Carvalho emphasized that the red-ruffed fruitcrow is a species that is native to the South American Atlantic coastal thickets but he recently spotted it in Cerro Largo province in northeastern Uruguay.

The red-ruffed fruitcrow (Pyroderus scutatus) is a large bird, some 45 cm (18 inches) long and known for its black breast and red throat feathers, the biologist said.

A Montevideo native, Carvalho said that the individual he photographed surely came from the Grande River in Brazil, with the species also inhabiting the coastal areas of Paraguay and Argentina, although it was thought not to have moved into Uruguay.

He was at the home of some friends in Paso Centurion and said that he ran across the male bird – known as the “yacutoro” in Spanish – “sort of by chance.”

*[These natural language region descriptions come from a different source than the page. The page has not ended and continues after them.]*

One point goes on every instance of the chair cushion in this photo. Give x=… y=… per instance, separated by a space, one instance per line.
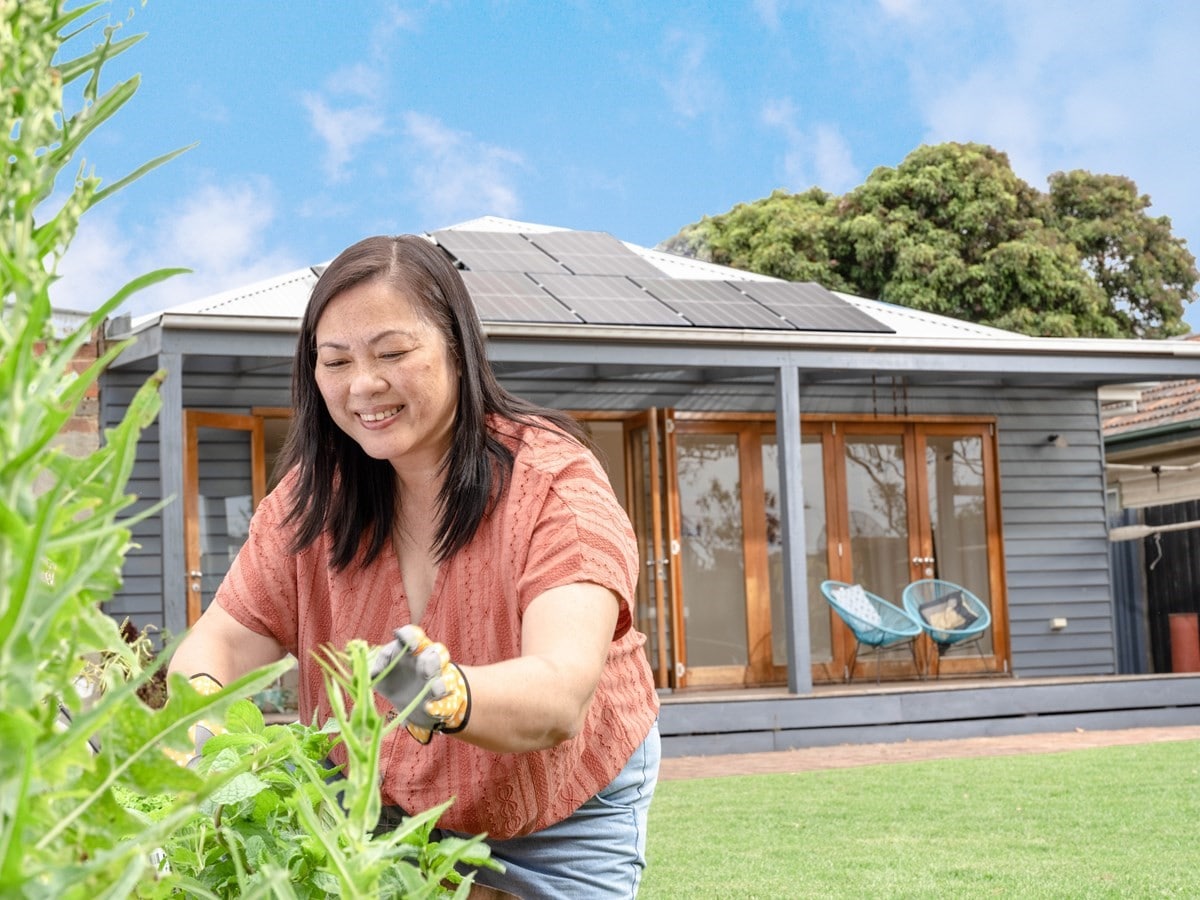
x=853 y=599
x=949 y=612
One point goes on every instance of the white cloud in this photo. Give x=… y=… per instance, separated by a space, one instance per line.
x=346 y=115
x=459 y=177
x=220 y=232
x=691 y=87
x=819 y=156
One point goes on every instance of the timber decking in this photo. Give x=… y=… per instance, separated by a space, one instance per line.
x=754 y=720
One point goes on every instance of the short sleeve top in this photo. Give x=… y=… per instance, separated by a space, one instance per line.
x=557 y=522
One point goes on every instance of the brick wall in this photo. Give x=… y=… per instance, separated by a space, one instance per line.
x=81 y=436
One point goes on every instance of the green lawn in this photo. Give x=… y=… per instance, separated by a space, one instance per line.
x=1114 y=822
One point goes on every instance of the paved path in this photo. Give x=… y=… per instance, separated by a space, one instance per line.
x=846 y=755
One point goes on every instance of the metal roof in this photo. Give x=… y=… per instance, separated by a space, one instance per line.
x=285 y=297
x=533 y=324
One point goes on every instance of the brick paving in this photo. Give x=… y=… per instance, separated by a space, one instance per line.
x=847 y=755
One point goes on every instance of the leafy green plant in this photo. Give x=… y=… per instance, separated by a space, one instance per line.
x=288 y=826
x=79 y=767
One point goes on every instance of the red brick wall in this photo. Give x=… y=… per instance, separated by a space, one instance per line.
x=81 y=435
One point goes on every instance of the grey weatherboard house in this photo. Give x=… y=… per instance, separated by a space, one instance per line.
x=765 y=436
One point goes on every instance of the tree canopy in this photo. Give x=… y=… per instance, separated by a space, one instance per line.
x=953 y=231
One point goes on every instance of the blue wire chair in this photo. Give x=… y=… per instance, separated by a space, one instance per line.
x=875 y=622
x=949 y=615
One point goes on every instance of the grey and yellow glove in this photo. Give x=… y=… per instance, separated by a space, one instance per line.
x=203 y=730
x=407 y=665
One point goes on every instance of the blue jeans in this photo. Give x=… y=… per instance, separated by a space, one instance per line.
x=598 y=852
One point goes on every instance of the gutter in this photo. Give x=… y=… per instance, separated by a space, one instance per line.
x=120 y=328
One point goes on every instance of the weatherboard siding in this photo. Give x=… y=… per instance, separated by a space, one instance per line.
x=1051 y=508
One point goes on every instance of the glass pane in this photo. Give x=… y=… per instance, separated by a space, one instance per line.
x=813 y=472
x=879 y=513
x=225 y=504
x=954 y=469
x=713 y=568
x=642 y=515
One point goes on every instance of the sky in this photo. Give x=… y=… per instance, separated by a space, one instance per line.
x=318 y=123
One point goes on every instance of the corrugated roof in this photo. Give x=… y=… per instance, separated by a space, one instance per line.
x=286 y=295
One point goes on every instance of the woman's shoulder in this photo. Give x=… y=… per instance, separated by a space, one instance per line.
x=539 y=443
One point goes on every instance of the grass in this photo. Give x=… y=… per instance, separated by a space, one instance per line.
x=1113 y=822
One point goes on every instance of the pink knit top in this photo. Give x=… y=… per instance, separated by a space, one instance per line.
x=557 y=523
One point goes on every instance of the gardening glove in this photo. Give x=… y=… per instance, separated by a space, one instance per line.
x=203 y=730
x=411 y=663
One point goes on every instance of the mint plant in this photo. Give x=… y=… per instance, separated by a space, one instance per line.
x=79 y=768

“There are other birds that have recently appeared along the Uruguay-Brazil border, particularly in Cerro Largo, like the Surucua trogon (Trogon surrucura) and the large-tailed antshrike (Mackenziaena leachii),” the expert said, adding that these are mountain birds that are now moving into more tropical environments.

The discoveries of these birds out of their heretofore native zones in Uruguay “is something nice for birdwatchers,” but the migrations mean that they are being driven out of the home ranges “by climate change and deforestation.”

Carvalho’s next project – or self-imposed challenge – along with other Uruguayan birdwatchers, will be to photograph the blue manakin (Chiroxiphia caudata), a species “that is … being found closer and closer to Uruguay.”